Beginning Sunday, Web commenters will be unidentified no more.

The Centre Daily Times is moving to a new story commenting system that operates in conjunction with Facebook. Anyone who posts a comment on a story on our website, www.centredaily.com, will be identified through his or her Facebook account.

What we’re hoping to see is fewer nasty posts, personal attacks and off-topic rants.

And we expect to see more comments that are relevant to the stories to which they’re attached, and which more closely follow the model of decorum seen on our opinion page.

“We have used several different commenting systems over the years in an attempt to create a safe space for readers to interact,” Brett Colton, the CDT’s Web content manager, said of the change.

This is something folks from law enforcement to social services to everyday readers have been begging us to do for some time.

“We think the move to Facebook commenting will lend itself to more civil engagement, not allowing readers to hide behind false identities,” Colton said, “and should help reduce the amount of time spent on moderating comments.”

As the folks at McClatchy, our parent company, said in rolling out the new system: “Since Facebook tries to enforce real names, people are less likely to ‘troll’ when people know who they are.”

The purpose of letters to the editor and online comments is to allow for the expression of various views on an issue or topic, and to facilitate a dialogue that illuminates a problem or concern.
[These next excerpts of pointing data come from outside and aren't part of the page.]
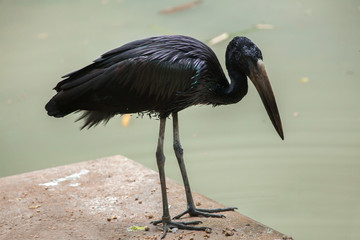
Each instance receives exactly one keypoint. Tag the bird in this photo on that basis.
(160, 76)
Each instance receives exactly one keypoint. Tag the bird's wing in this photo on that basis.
(140, 71)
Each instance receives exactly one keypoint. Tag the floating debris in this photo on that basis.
(181, 7)
(126, 120)
(304, 80)
(263, 26)
(219, 38)
(42, 35)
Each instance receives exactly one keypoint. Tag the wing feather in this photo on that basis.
(145, 75)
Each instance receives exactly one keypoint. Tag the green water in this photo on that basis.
(307, 186)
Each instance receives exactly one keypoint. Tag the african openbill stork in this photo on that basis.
(161, 76)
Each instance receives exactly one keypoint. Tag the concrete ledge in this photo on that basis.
(103, 199)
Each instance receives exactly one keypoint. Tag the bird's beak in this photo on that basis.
(261, 81)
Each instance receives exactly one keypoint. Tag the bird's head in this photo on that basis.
(245, 58)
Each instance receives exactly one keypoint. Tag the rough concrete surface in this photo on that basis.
(103, 199)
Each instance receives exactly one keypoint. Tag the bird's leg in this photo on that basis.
(166, 220)
(191, 209)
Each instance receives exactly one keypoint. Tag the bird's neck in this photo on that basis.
(237, 88)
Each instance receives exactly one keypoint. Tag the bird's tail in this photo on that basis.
(54, 110)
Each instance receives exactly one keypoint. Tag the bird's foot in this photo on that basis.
(168, 224)
(196, 212)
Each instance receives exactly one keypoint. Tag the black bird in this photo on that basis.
(161, 76)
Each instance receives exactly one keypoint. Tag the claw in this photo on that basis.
(167, 224)
(195, 212)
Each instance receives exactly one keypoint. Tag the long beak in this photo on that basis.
(261, 81)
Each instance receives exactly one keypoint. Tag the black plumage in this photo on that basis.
(162, 76)
(157, 75)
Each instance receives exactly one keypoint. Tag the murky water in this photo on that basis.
(306, 186)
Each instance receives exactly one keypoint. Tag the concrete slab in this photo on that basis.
(105, 199)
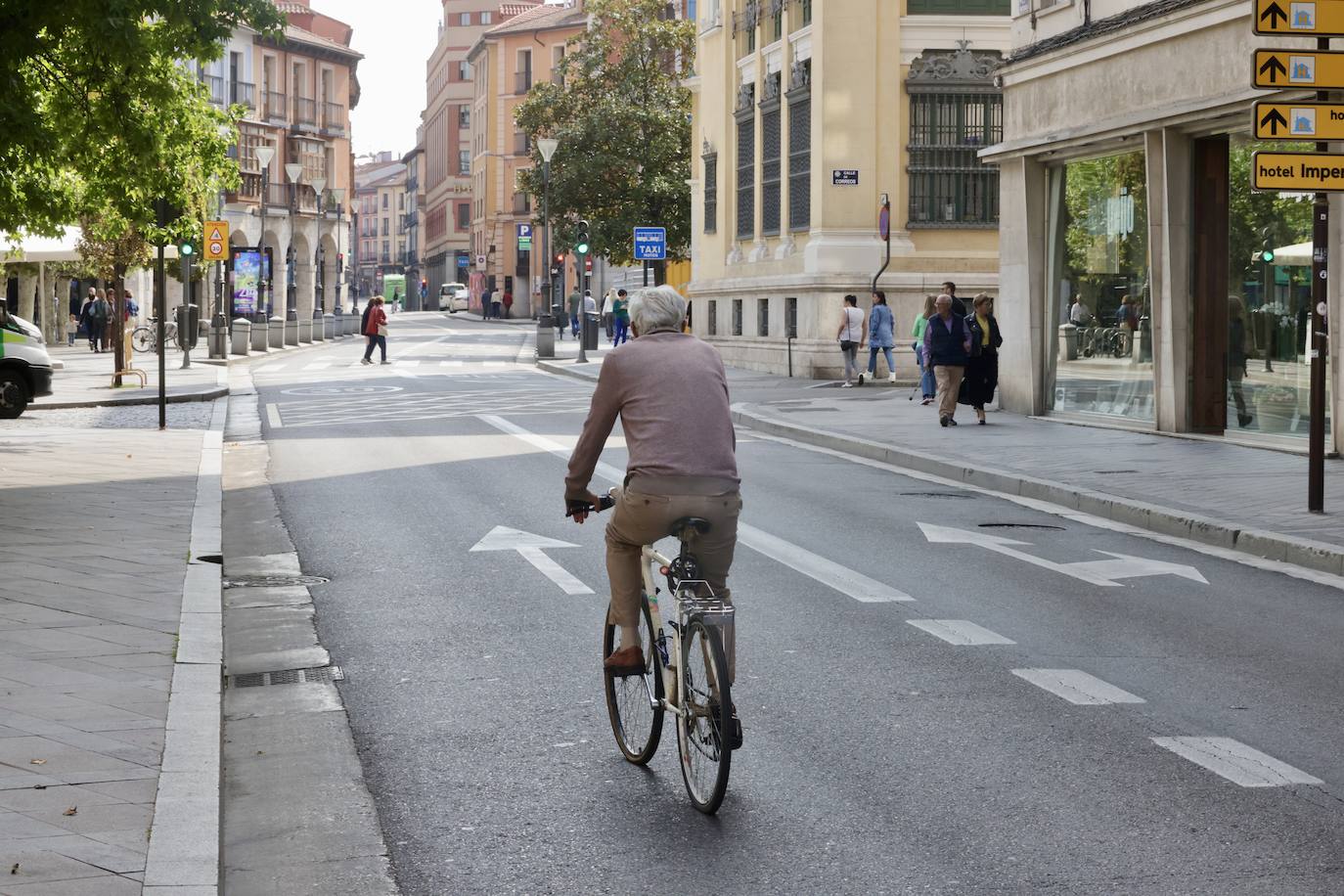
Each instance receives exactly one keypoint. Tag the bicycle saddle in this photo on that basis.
(687, 525)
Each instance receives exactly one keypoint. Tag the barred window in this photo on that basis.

In the newspaper and in our online opinion section, letters to the editor must meet important guidelines. The writer must be identified by name, and must provide a community in which he or she resides.

But on the Web, you’ll find all sorts of identities.

Some people have chosen to use their own names online. Most have not.

One story last week included comments from “Hooty Kai,” “snitch,” “sleevelesshooftie” and “Joe Cool.”

Elsewhere on the site you might find “miket156,” “blues_cat,” “Bladerunner9,” and “ibwonderful.”

The folks who comment on our Web stories are among our most loyal readers. We want them to stay and keep offering their views.

We just want people to know who they are.

Sometimes, the Web comments section of our stories turns into a vicious back-and-forth battle among a handful of commenters.

Too often, anonymous posts include inappropriate language, personal attacks or insensitive statements that we would never allow in a letter to the editor in print or online.

Publications that have gone to Facebook identification or similar setups have found that the comments on their sites get cleaner and the dialogue gets more meaningful.

We’re confident that’s what will happen here.